Un punto de unión importante para ambos grupos fue la aceptación de los ritos confucionistas como costumbres folclóricas, relativamente indiferentes en términos teológicos, en lo que a la moral se refería. Sin embargo, para una Europa aún creyente en la práctica y en su cultura se trataba de una novedad escandalizadora: para muchos la única moral posible era la cristiana y había que rechazar como anticristianos los ritos y oraciones familiares tradicionales en China o, para esos efectos, las tradiciones de cualquier otro lugar y cultura.
Alemán no olvidó jamás el valor de esa controversia en el mundo que le tocó vivir. Es verdad que la Santa Sede decidió condenar aquellos ritos confucionistas en el siglo XVIII, pues los tenía como incompatibles con el cristianismo, su doctrina e incluso dogmas de fe. Pero supo rectificar. En pleno siglo XX el Papa Pío XI enmendó y revirtió dicha condena. Libre de sospecha quedó en ese vericueto de la historia el propósito fundamental de pasar de una moral teológica, –que se justifica y sustenta en la teología cristiana de la Iglesia Católica–, a una no teológica, –avalada por alguna práctica y tradición cultural que permite la convivencia social en un marco de referencia ético relativo a lo que debe ser.
De ahí que si Alemán pudiera parecer ser el más incrédulo de los creyentes o el más creyente de los incrédulos, eso se debió a su apego religioso a la práctica de los jesuitas en la corte imperial china.

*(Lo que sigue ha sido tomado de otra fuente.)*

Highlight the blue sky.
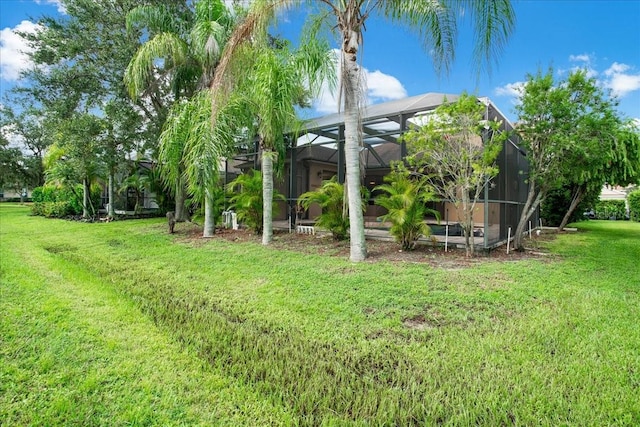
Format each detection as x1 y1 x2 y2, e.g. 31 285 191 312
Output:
0 0 640 120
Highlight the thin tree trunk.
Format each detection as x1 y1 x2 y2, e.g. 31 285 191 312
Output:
262 149 274 245
513 184 542 251
202 191 216 237
175 178 186 222
462 194 474 258
342 29 367 262
558 185 585 231
107 171 116 218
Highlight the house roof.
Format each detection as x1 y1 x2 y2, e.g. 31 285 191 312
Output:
294 92 511 168
305 93 459 130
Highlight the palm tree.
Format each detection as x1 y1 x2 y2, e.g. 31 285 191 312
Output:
374 170 440 250
298 176 366 240
238 39 333 245
314 0 515 261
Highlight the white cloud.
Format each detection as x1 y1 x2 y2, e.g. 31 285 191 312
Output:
35 0 67 14
604 62 631 77
604 62 640 98
0 21 39 81
314 49 407 114
493 82 525 98
569 53 591 63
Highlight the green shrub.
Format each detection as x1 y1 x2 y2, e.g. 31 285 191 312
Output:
229 170 285 233
31 184 102 218
627 189 640 222
298 176 369 240
595 200 627 219
540 187 601 226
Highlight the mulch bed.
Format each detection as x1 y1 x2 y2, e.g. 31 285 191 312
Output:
181 227 556 268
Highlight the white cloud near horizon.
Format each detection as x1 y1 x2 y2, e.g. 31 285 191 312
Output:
313 49 408 114
604 62 640 98
494 53 640 103
493 82 525 98
34 0 67 15
0 20 39 81
569 53 591 63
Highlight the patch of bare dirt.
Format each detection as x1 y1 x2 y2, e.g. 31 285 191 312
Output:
177 227 555 270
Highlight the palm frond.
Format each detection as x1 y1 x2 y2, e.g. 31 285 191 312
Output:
124 33 189 99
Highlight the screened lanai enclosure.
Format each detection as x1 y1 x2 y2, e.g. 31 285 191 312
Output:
226 93 537 249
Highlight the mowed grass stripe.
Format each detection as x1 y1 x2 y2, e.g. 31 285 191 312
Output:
0 207 288 426
1 206 640 425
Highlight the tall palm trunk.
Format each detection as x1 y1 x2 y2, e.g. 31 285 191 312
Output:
262 149 275 245
175 178 186 222
558 185 586 231
107 171 116 218
513 182 542 251
202 191 216 237
342 29 367 262
82 178 91 218
462 194 475 258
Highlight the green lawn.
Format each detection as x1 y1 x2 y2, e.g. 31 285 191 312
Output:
0 204 640 426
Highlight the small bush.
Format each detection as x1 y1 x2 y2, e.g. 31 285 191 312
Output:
31 185 102 218
44 201 76 218
374 171 438 250
627 189 640 222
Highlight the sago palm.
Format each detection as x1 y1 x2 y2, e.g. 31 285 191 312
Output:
228 170 284 233
374 171 439 250
298 176 368 240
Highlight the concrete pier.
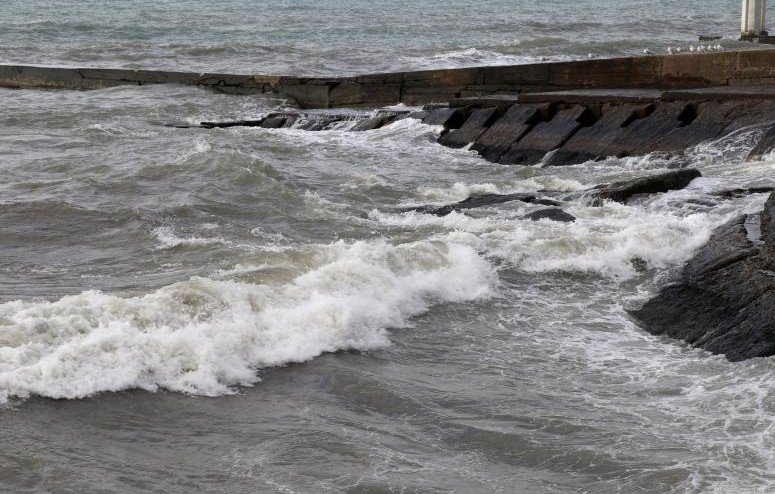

En medio de múltiples movimientos y revoluciones campesinas, tecnológicas y culturales, sin pasar por alto en América Latina la piedra de toque que representó la teología de la liberación, al sacerdote jesuita José Luis Alemán le cupo la responsabilidad de inscribir su actividad académica en dicha usanza.
Desde la corte palaciega que para él fue la universidad como institución generadora de conocimiento y por ende de formación, emuló pleno en bonhomía el esfuerzo de quienes un día renunciaron a la prédica formal y se esforzaron por exponer alguna de las disciplinas que conforman el amplio espectro del saber humano, en su condición de fieles compañeros y testigos de la presencia de Jesús de Nazareth entre los hombres.